/Hangman-AI

The project leverages a combination of models and methods to predict missing letters in a word, enhancing the Hangman gameplay experience. The core methodologies include a Bidirectional LSTM (BiLSTM) model, a Directed Acyclic Word Graph (DAWG) structure, and a BERT model.

Primary LanguageJupyter NotebookApache License 2.0Apache-2.0

Description

Hangman Game AI

This project aims to develop an AI-driven Hangman game using various advanced machine learning techniques. The project leverages a combination of models and methods to predict missing letters in a word, enhancing the Hangman gameplay experience. The core methodologies include a Bidirectional LSTM (BiLSTM) model, a Directed Acyclic Word Graph (DAWG) structure, and a BERT model.

Project Overview

The goal is to build an AI that can effectively guess letters in a Hangman game. The AI uses a combination of:

  1. Bidirectional LSTM Model: For sequence processing and predicting the next possible characters.
  2. DAWG: To prune down the word database and improve guessing accuracy by using frequency analysis.
  3. BERT: For masked language modeling to predict missing characters in a sequence.

Model Architectures and Methods

Bidirectional LSTM Model

The BiLSTM model is a deep neural network designed for sequence processing tasks, such as text generation and sequence classification. The architecture combines embedding, convolutional, recurrent (LSTM), and dense layers to effectively capture and predict sequences.

Architecture

  • Embedding Layer: Transforms integer indices (representing characters or words) into dense vectors of size 128, capturing semantic information.
  • 1D Convolutional Layer: Applies 128 filters of kernel size 3 with 'same' padding and ReLU activation to extract local feature patterns.
  • Bidirectional LSTM Layer: Comprises LSTM units with 256 neurons each, processing data in both forward and backward directions to capture dependencies from both past and future contexts.
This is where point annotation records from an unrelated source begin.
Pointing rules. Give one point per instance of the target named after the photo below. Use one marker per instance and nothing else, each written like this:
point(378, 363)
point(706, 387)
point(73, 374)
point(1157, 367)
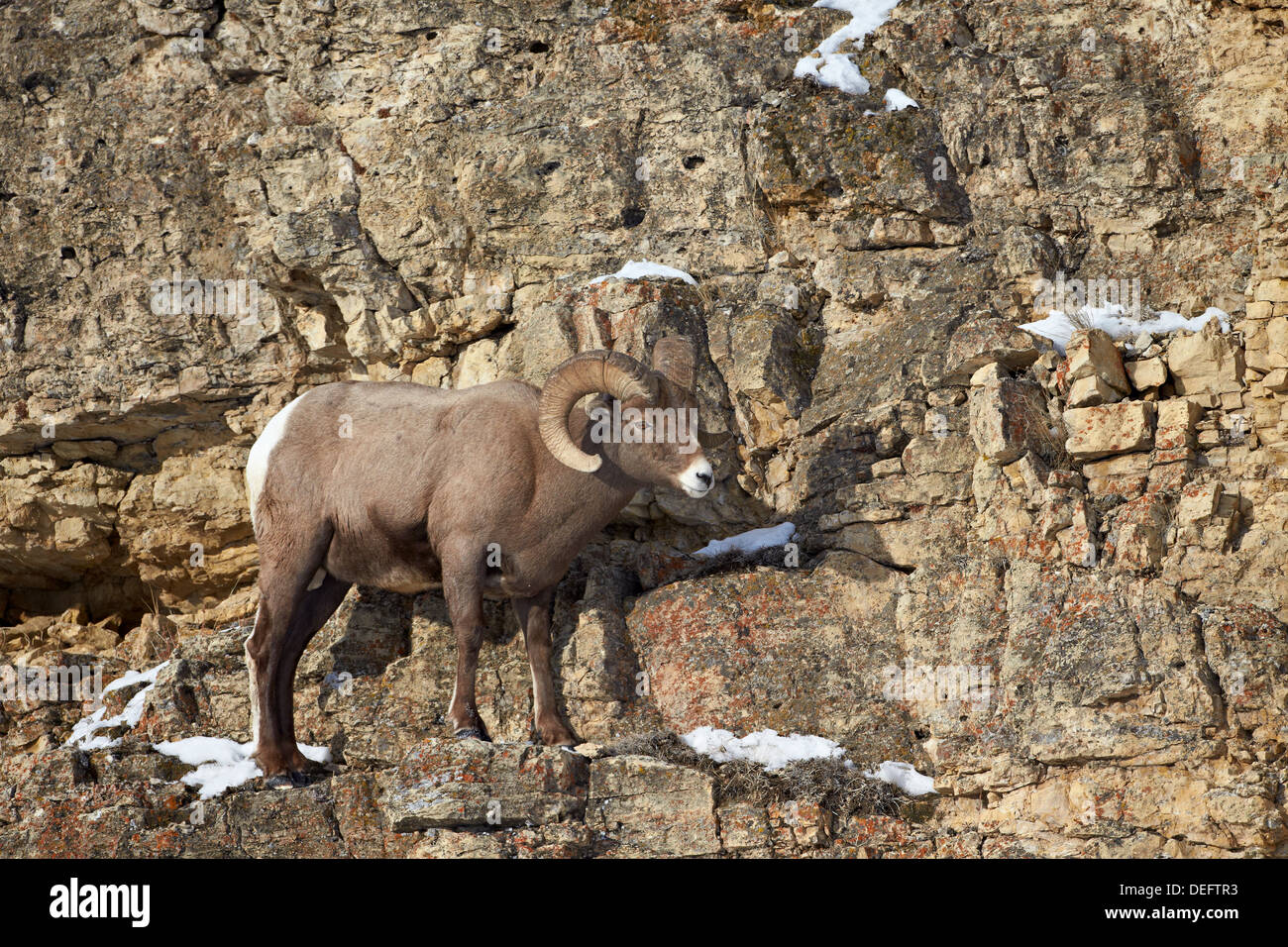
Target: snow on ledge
point(644, 269)
point(774, 751)
point(85, 732)
point(829, 67)
point(222, 764)
point(903, 776)
point(750, 541)
point(1115, 320)
point(763, 746)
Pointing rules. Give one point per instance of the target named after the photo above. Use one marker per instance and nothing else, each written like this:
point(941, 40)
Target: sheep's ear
point(673, 357)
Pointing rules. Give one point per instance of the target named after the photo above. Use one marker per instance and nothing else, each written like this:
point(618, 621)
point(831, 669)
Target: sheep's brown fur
point(407, 487)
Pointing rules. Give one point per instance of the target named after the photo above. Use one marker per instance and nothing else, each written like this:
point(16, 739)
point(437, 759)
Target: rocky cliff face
point(1055, 581)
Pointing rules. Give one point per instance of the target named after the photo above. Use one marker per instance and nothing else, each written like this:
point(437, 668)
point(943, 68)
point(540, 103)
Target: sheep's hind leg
point(288, 561)
point(463, 587)
point(310, 615)
point(535, 618)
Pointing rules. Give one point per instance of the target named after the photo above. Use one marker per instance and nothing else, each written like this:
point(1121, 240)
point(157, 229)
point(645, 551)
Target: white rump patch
point(257, 464)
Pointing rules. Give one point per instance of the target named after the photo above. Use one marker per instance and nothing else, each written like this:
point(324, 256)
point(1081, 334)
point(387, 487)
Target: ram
point(487, 491)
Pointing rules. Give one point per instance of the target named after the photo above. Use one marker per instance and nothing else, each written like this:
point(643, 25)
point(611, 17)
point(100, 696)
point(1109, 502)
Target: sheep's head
point(648, 424)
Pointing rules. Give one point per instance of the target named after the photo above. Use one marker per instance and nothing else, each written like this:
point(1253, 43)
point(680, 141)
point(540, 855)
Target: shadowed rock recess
point(1055, 581)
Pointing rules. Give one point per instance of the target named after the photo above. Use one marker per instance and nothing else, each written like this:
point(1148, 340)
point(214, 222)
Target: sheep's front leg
point(463, 587)
point(535, 618)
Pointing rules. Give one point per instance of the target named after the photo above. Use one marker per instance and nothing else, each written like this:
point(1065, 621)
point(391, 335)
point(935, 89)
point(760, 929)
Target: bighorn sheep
point(403, 487)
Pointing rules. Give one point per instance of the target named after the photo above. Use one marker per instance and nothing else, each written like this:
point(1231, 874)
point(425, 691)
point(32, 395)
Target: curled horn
point(673, 357)
point(589, 372)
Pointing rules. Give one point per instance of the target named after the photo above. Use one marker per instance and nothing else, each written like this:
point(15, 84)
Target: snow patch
point(831, 67)
point(85, 732)
point(1115, 320)
point(222, 763)
point(903, 776)
point(643, 269)
point(750, 541)
point(765, 748)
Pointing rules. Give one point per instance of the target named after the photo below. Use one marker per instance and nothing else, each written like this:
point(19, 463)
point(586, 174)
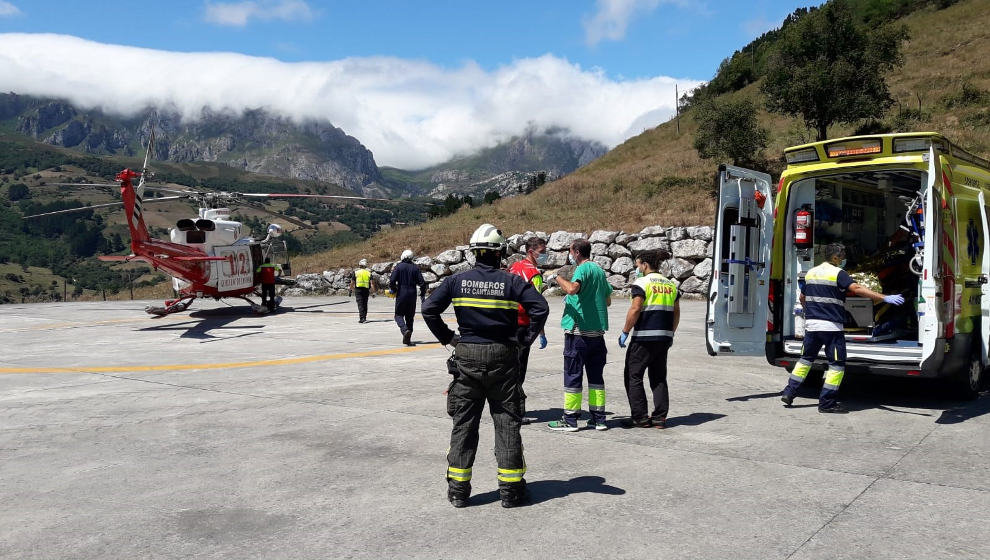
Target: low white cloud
point(410, 113)
point(7, 9)
point(239, 14)
point(612, 17)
It uses L2 regularization to prevent overfitting and returns sequences for subsequent layers.
  • Dropout Layer: Applies a dropout rate of 0.4 to reduce overfitting by randomly setting a proportion of input units to 0 during training.
  • TimeDistributed Dense Layer: Applies a dense layer to every time-step of the input sequence, using a softmax activation function to produce a probability distribution over the character set for each time step.

Training Details

  • Loss Function: Categorical Crossentropy
  • Optimizer: Adam
  • Metrics: Accuracy
  • Early Stopping: Stops training if the validation loss does not improve for three consecutive epochs and restores the best model weights.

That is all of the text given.